Contexte politique[modifier | modifier le code]

L'affaire intervient dans un contexte politique marqué par les dissensions autour d'une loi votée par le Parlement écossais dans le but de faciliter la reconnaissance du changement de genre, rendue possible sans avis médical et dès 16 ans[1]. Un grand nombre d’organisations de défense des droits de l’homme, des femmes et de l’égalité en Écosse ont soutenu cette nouvelle législation au cours de ses sept années de préparation ; une déclaration commune, signée notamment par Amnesty International, énonce qu’elle n’aura « aucun impact sur l’expérience ou les exigences des victimes de viol devant les tribunaux »[2].

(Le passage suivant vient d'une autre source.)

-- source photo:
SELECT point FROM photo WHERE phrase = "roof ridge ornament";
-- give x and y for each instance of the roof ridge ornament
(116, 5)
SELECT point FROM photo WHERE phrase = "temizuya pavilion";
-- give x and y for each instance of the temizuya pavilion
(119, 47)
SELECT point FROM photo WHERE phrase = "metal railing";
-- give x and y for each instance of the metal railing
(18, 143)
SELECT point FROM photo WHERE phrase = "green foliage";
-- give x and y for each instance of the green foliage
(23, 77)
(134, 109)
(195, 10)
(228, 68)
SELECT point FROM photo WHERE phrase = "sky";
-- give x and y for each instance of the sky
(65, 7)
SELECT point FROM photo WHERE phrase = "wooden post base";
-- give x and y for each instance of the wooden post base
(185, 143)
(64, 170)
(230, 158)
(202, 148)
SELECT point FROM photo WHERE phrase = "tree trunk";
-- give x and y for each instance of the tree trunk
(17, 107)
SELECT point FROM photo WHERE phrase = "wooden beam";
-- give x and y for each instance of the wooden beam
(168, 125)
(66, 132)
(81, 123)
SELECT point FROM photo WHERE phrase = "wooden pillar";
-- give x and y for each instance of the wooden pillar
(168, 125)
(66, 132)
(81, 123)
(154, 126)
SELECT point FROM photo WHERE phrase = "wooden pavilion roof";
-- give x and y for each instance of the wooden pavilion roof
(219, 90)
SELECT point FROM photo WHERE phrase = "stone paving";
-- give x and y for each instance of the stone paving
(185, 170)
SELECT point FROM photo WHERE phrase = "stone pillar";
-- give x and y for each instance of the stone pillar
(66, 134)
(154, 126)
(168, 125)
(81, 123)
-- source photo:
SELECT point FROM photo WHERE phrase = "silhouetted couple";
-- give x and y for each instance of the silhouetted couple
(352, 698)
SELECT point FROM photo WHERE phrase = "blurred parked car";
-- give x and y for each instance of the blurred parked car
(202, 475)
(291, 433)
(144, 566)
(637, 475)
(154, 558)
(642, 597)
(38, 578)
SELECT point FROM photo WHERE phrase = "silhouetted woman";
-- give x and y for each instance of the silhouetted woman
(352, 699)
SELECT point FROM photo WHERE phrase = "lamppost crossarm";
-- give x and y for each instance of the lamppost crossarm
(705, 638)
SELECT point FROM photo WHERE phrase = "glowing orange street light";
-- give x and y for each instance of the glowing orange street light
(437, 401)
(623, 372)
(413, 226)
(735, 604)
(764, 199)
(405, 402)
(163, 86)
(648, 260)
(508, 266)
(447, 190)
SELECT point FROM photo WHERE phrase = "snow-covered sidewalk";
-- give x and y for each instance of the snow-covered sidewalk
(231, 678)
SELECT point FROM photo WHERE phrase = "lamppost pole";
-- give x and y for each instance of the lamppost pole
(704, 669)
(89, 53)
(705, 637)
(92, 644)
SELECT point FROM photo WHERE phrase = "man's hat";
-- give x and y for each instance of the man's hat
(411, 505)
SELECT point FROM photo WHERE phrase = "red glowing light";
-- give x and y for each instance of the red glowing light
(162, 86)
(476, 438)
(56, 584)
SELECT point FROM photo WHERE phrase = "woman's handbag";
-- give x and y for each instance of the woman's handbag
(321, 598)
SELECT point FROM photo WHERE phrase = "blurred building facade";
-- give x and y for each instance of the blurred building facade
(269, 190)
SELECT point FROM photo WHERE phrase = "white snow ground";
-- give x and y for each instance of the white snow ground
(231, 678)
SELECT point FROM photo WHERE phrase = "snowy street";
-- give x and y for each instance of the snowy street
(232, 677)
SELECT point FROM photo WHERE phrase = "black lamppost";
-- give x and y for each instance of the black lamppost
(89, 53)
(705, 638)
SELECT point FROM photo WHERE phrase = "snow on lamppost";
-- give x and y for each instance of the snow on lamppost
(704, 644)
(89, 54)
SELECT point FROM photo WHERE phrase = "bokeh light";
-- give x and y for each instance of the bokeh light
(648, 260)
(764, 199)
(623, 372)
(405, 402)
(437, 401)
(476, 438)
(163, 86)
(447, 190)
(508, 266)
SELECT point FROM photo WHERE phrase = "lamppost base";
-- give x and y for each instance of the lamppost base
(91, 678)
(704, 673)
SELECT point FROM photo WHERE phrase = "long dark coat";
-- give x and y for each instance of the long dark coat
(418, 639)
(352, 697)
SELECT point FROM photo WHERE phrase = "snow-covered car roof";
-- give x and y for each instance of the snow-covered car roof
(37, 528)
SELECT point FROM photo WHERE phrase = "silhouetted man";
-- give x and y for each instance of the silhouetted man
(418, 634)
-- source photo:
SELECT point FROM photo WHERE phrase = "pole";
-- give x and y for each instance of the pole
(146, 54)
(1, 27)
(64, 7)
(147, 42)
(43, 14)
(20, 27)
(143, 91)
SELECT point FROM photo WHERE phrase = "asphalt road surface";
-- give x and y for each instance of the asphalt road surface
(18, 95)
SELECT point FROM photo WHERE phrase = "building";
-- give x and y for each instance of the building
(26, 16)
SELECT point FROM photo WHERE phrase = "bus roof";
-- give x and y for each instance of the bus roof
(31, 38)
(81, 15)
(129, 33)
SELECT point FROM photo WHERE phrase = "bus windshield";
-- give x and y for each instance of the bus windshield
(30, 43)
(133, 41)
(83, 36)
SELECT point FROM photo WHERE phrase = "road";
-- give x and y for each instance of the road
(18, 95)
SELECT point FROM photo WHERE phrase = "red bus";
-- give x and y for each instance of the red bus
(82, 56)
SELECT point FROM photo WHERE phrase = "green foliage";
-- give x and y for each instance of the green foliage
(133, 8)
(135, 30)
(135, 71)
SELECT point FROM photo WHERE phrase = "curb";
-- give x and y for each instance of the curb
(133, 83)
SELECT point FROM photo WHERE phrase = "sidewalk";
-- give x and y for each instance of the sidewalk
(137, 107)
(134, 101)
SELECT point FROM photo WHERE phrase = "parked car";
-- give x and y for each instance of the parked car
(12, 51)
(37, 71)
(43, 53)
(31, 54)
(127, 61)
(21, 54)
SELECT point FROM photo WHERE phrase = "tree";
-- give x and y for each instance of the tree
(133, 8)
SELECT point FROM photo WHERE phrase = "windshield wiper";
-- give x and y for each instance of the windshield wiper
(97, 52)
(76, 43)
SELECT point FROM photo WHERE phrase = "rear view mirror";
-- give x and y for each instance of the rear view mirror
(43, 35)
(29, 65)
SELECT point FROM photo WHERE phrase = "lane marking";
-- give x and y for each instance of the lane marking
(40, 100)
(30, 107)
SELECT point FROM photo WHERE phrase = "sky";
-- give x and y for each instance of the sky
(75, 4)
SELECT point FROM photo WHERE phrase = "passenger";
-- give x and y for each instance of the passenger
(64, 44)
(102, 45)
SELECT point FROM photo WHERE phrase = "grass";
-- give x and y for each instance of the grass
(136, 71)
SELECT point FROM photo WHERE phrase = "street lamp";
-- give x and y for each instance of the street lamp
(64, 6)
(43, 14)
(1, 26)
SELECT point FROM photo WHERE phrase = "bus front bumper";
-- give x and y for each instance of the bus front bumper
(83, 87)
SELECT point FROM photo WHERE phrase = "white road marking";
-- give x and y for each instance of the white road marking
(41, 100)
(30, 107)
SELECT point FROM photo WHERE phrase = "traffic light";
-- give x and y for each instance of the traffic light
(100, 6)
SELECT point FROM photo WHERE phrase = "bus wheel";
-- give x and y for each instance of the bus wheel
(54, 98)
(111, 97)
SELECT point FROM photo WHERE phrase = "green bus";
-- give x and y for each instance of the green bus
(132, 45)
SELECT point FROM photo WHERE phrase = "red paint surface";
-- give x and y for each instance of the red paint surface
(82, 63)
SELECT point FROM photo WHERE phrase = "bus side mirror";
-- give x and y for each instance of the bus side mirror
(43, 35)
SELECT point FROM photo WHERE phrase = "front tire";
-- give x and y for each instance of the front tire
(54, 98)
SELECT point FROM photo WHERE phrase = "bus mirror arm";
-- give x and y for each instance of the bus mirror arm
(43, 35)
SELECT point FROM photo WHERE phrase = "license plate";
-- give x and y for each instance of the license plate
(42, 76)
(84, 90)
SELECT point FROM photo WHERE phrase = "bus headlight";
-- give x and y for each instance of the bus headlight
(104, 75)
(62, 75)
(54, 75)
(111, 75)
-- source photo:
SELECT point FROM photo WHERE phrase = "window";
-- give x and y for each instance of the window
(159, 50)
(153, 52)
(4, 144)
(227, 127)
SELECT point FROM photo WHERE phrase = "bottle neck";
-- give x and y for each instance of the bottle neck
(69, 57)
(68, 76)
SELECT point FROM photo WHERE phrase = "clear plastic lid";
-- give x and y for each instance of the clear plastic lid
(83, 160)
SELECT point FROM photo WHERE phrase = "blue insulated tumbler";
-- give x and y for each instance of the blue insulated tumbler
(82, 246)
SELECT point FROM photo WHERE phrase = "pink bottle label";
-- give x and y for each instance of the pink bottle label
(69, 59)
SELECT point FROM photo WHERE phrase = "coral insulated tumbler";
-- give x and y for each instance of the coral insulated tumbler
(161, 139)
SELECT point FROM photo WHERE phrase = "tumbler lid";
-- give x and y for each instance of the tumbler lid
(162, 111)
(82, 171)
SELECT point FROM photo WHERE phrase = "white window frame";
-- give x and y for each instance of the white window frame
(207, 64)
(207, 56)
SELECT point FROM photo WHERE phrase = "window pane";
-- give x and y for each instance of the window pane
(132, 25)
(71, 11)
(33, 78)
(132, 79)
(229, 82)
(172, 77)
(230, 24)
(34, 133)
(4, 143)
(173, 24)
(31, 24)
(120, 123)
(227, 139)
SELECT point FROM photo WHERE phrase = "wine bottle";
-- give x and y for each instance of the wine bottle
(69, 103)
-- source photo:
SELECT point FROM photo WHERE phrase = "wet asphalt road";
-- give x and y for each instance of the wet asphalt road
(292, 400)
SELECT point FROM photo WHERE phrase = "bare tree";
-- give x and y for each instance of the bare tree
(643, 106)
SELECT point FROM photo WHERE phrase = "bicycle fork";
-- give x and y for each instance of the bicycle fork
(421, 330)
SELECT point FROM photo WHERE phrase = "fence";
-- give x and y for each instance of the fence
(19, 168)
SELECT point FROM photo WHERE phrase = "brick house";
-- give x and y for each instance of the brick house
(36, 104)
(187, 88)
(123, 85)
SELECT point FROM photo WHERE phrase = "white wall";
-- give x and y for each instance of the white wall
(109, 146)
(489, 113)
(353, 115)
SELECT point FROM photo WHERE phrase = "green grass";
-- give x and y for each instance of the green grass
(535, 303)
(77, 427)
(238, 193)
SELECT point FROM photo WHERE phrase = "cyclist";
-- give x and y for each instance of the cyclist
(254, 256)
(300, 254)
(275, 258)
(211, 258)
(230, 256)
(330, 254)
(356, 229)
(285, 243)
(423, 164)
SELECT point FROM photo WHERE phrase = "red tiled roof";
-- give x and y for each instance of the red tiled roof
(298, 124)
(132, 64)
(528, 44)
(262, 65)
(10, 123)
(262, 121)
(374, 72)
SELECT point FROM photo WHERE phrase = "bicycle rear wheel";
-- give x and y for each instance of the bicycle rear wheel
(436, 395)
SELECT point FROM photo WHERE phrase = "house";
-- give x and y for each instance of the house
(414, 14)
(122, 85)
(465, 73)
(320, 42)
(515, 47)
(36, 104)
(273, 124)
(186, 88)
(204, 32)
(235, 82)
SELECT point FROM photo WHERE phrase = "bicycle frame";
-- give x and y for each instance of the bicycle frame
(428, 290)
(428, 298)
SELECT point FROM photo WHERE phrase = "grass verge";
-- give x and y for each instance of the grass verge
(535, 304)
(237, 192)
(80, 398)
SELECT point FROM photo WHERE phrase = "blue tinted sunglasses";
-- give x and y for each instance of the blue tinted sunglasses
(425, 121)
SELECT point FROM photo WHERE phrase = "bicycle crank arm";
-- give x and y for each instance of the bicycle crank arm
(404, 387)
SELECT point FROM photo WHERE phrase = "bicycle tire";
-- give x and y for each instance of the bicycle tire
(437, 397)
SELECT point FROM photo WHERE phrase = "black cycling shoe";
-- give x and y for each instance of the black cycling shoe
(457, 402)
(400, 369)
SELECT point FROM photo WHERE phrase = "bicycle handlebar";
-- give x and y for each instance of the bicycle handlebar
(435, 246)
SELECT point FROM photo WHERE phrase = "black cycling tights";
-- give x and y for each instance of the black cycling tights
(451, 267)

Toutefois, et en dépit des garanties prévues par le texte, ses dispositions sont critiquées par des féministes qui craignent de les voir utilisées par des prédateurs sexuels simplement pour accéder aux espaces réservés aux femmes[1]. Regroupées dans le mouvement Women for Scotland, elles invoquent le précédent de Karen White, femme transgenre accusée d’agression sexuelle contre deux détenues d’une prison du Yorkshire de l’Ouest[3].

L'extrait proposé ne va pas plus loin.